Mes chers novices tout mouillés. Il me tarde de trouver une expression plus franchouillarde pour traduire le délicat otsukemono japonais. Et, arrivé à la fin de ma trop longue méditation, ce nom me paraît soudain fort clair. Ce que le subtil et extrême Orient traduit par un euphémisme « chose trempée » désigne en fait, Misao-san le sait bien, des petits légumes marinés dans une sauce vinaigrée, ce que le frustre Occident appelle tour à tour pickle, concombre en saumure – rien à voir avec la ville – ou, plus trivialement encore, cornichons. Voilà donc, très chers enfants, ce que vous êtes, ce que nous sommes. Otsukemono, des pauvres cornichons enfermés dans un bocal à ouverture facile, attendant patiemment qu’on nous ouvre. Submergés par le doux mystère, immergé dans notre aigre misère… mais enfin serrés, à défaut d’être toujours sereins…

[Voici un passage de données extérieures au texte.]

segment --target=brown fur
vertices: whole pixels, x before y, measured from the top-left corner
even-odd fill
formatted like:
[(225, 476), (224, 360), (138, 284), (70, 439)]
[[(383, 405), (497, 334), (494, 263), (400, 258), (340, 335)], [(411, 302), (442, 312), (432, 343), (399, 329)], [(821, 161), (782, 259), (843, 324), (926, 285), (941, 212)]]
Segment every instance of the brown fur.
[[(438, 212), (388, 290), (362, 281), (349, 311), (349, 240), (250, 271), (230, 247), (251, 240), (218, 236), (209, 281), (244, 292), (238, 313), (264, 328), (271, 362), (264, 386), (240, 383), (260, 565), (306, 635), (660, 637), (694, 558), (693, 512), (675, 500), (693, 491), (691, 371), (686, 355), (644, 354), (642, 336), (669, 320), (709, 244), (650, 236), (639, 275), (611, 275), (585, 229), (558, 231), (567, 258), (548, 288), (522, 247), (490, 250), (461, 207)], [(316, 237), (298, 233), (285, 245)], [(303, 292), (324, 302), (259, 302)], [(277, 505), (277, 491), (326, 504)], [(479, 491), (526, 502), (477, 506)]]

Eh bien, mes fils, il est venu le jour. Demain, on vous libère du bocal et on en enferme d’autres, avec un nouveau principe actif et, donc, miracle, je vais pouvoir sortir aussi. Merci, du fond du cœur, pour cette belle année. Rassurez-vous, vous faites définitivement partie du top 6 de mes noviciats. Ensemble, dès demain, vous et moi, on va devoir réapprendre à vivre hors du bocal. Mais surtout, surtout, plus que jamais me frères demains, par la grâce de l’obéissance : Vous êtes libres et nous sommes libres ! Cornichons libéré…
Sic Est !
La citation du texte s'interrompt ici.